Я изучала это слегка наглое лицо на фотографии. Оно выражало излишнюю самоуверенность — как будто бы он ни минуты не сомневался в том, что женщины и лошади должны его слушаться. В его глазах не отражалось страдание, но была видна твердая решимость.
Что же все-таки так взволновало меня при виде этого лица? Как будто бы я где-то видела его раньше — как будто бы я знала Керка Ландерса очень хорошо.
— Он не похож на тебя, — сказала я Сильвии.
— Разумеется, нет. Мы не родные по крови. Он был моим сводным братом. Я рада, что мы не похожи.
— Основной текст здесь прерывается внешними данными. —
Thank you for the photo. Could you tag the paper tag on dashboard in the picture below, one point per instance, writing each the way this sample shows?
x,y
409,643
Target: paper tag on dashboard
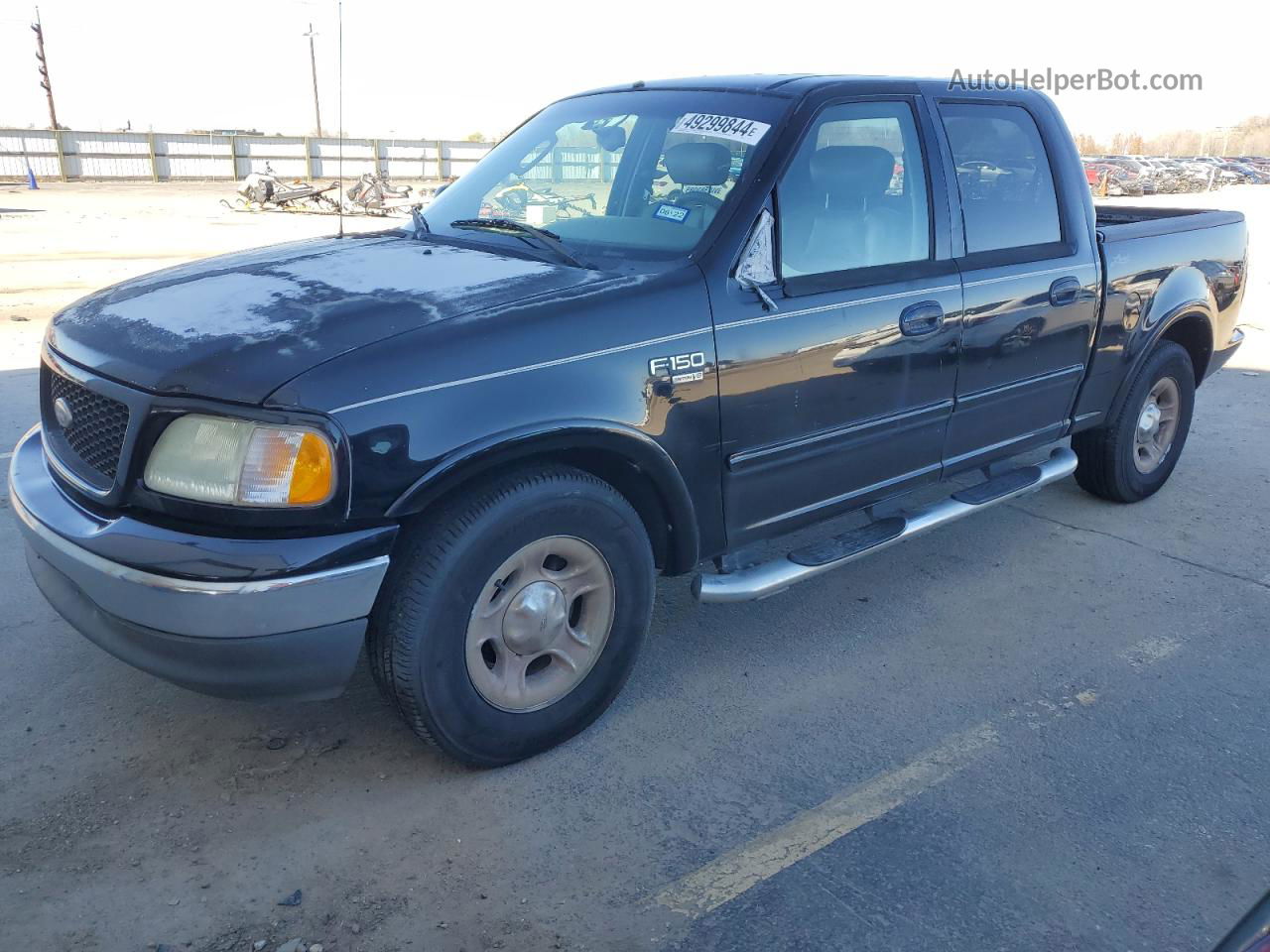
x,y
747,131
Холодные нотки появились в ее голосе, и я быстро взглянула на нее. До этого момента я была уверена, что она любила своего сводного брата, но подобным тоном она, казалось, отказывается от него.
— Как ты относилась к нему? — спросила я. — Как сестра?
— Я ненавидела его. Он был жесток, эгоистичен и беспечен. Он не раз мучил Дору и играл с Кларитой, потому что это его забавляло. Я мечтала о Поле, а он был против, и едва не убил его в том их поединке. Если бы он был жив, то встал бы между мной и Полом.
Она кое-как свернула газету — чувства ее почти захлестнули — и выбежала из комнаты. Я еще немного постояла, оглядываясь и пытаясь оценить человека, которого любила моя мать, когда была еще очень молодой, до того, как встретила моего отца. Но даже если бы здесь и обитал дух Керка, он бы мне ничего не сказал.
Но все-таки кое-что прояснилось. Мне показалось, что я узнала костюм Керка, в котором он был изображен на фотографии. Это была та же одежда, которую засунули в ящик вместе с маской и дневником и которую Гэвин без каких бы то ни было объяснений забрал у меня. Я вспомнила, что была удивлена этим еще тогда, и теперь снова это сильно удивило меня.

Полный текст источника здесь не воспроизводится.